Bank Street Residency Day 1 (3 April 2012)

I am doing a short (2 week) residency at Bank Street Arts, Sheffield. I am using my time to explore two things: painting directly on the four gallery walls to create more of an installation or immersive work responding directly to the space; and using a daily walk as a means of generating impressions which can be translated onto the walls of the gallery.

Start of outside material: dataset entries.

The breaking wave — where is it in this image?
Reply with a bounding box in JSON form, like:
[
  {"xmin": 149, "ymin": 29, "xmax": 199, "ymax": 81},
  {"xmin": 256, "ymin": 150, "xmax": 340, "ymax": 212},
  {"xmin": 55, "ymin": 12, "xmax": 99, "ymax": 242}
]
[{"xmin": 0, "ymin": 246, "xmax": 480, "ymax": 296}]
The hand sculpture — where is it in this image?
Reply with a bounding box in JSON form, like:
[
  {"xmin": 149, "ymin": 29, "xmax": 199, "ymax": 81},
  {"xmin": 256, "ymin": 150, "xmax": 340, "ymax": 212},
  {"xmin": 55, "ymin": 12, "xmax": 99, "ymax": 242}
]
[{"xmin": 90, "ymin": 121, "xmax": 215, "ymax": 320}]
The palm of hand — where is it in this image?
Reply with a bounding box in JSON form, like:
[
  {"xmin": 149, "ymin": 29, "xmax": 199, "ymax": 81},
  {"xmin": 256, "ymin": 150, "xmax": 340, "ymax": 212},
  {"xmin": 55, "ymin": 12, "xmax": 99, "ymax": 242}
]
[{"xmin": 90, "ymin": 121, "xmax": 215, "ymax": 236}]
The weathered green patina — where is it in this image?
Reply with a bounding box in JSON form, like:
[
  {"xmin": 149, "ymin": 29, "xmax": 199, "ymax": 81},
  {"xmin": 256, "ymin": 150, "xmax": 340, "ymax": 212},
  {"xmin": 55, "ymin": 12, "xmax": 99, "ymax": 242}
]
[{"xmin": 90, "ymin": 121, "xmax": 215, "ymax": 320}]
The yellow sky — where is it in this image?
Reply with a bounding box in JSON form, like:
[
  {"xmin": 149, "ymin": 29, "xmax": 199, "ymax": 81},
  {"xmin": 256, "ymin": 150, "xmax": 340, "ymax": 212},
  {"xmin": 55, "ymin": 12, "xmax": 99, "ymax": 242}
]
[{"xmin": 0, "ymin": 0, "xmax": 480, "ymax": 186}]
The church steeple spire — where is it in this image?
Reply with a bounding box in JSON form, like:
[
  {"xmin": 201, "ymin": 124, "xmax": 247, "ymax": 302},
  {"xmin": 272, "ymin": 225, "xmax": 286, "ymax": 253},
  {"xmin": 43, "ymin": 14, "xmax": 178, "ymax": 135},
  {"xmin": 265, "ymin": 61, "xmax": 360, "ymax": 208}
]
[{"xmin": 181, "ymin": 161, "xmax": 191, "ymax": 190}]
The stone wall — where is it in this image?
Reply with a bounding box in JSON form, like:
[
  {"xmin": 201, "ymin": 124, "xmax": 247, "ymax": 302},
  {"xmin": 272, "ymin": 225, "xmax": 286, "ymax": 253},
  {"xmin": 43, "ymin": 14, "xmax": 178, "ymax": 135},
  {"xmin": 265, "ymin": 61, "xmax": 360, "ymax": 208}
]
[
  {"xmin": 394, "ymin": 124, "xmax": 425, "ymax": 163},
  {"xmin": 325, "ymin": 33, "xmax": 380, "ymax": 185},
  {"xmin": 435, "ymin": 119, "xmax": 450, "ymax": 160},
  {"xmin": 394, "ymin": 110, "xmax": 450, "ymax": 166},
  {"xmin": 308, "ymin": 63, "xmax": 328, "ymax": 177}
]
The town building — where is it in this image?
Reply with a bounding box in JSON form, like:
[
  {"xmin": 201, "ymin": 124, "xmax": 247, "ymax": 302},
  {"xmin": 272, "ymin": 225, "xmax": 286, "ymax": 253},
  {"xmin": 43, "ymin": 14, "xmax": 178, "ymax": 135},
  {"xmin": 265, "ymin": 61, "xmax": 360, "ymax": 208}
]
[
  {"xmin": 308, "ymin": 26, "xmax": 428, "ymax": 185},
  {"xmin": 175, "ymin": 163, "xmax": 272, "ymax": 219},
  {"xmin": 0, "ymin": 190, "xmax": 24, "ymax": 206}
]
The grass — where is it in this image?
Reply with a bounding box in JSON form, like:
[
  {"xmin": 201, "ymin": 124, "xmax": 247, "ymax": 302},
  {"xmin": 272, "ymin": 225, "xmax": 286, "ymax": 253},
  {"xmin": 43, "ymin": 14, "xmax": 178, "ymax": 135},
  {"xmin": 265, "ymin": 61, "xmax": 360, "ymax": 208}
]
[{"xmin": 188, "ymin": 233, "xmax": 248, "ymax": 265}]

This is day one and I arrived at Sheffield from York mid morning. I began my first walk at around 11:45. I am thinking that I will take Sheffield Botanical Gardens as my destination for each day’s walk, taking a similar route to it each day, then ending at B&Q on Queen’s Road to buy a tester pot of paint, which will be used for that day’s work. Today’s walk took the following route:

Bank Street

New Street

York Street

Church Street

Leopold Street

Pinstone Street

Cross Burgess Street

Wellington Street

Carver Street

West Street

Glossop Road

Clarkehouse Road

Botanical Gardens (tea in the Curator’s House Café)

Thompson Road

Ecclesall Road

St Mary’s Road

Queen’s Road

B&Q

At B&Q I bought a tester pot of Dulux Ruby Starlet paint. It was spitting with rain and I felt very sluggish. Most of the time I was looking down, so I decided that no element of the work should be above 150cm. The colour came from the dark red brickwork of a lot of the Georgian and Victorian buildings, some of which are almost plum coloured. Apart from the colour and height of the elements I was going to paint, I could not form any idea of what to do. I had in my mind to do something fairly heavy and based perhaps on the heavy building façades, punctuated with tall rectangular windows and doors, which I had seen. When I opened the little pot of paint, it was much more magenta-ish than the colour label and I couldn’t bring myself to put any broad areas of it on the wall. In the end I, perhaps rather timidly, painted some thin linear elements which responded more to the space of the gallery than to the walk. I think I needed to make sense of the space as well. I was quite pleased with the rhythm and balance of the elements, even if they are a lot more minimal than I intended! Somehow they expand the space, which I needed to do, as it was hard to relate the sense of space of the walk to the fairly small space of the gallery. Anyway, tomorrow I am going to go back and see what I can make of it!